The Night is Heavy (After Tu Fu), George Freek

Marilyn Higginson, November at Baskett Refuge, Oil on Wrapped Canvas


THE NIGHT IS HEAVY (After Tu Fu)

 

The day is a clock without a face.
With solemn grace, the moon
falls into its customary place.
Time means nothing to it.
I question myself to gain
peace of mind. But answers
are hard to find.
Stars appear like lanterns,
but they light no path.
They’re beyond my grasp.
In the dim moonlight
an owl spies a rodent,
crawling in the wet grass.
He’s relentless in his search.
Watching his pursuit,
my face is ashen
in the window’s clear glass.

_________________
George Freek

 

Review by Ed Higgins

Freek’s poem here is much in the grim answers are hard to find tone of Tu Fu who often laments that even in the starkness of nature’s observed beauty: Stars appear like lanterns, but they light no path.

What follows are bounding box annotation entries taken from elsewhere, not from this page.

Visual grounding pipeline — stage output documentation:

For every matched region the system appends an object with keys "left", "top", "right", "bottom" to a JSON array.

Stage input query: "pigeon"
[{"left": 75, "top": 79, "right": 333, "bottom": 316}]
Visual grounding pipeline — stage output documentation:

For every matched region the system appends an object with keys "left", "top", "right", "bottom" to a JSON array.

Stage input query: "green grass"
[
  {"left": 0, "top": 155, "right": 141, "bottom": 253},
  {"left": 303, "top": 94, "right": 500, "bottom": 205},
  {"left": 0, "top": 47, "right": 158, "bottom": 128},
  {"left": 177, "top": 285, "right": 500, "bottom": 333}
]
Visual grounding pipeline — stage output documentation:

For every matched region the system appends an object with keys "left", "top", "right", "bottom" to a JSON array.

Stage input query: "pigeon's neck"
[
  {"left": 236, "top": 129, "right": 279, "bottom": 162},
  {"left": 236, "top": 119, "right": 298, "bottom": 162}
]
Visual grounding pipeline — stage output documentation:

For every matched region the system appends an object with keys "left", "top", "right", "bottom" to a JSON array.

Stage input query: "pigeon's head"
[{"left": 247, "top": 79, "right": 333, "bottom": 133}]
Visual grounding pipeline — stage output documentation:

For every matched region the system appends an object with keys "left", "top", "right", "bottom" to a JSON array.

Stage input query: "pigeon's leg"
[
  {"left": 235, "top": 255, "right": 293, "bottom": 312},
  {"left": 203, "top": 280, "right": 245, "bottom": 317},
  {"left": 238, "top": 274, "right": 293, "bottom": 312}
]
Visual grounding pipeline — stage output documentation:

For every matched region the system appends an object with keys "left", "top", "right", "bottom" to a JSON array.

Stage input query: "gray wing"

We are subject to a predatory world that eludes our peace of mind. And Freek’s narrator here turns ashen as an owl spies and relentlessly pursues a night-hunted rodent. The paired symbolism of hunter-hunted may be grim reality but it is what we invariably see if clear-eyed. Freek’s poem is night-heavy in tone, but gripping in its harsh beauty nonetheless.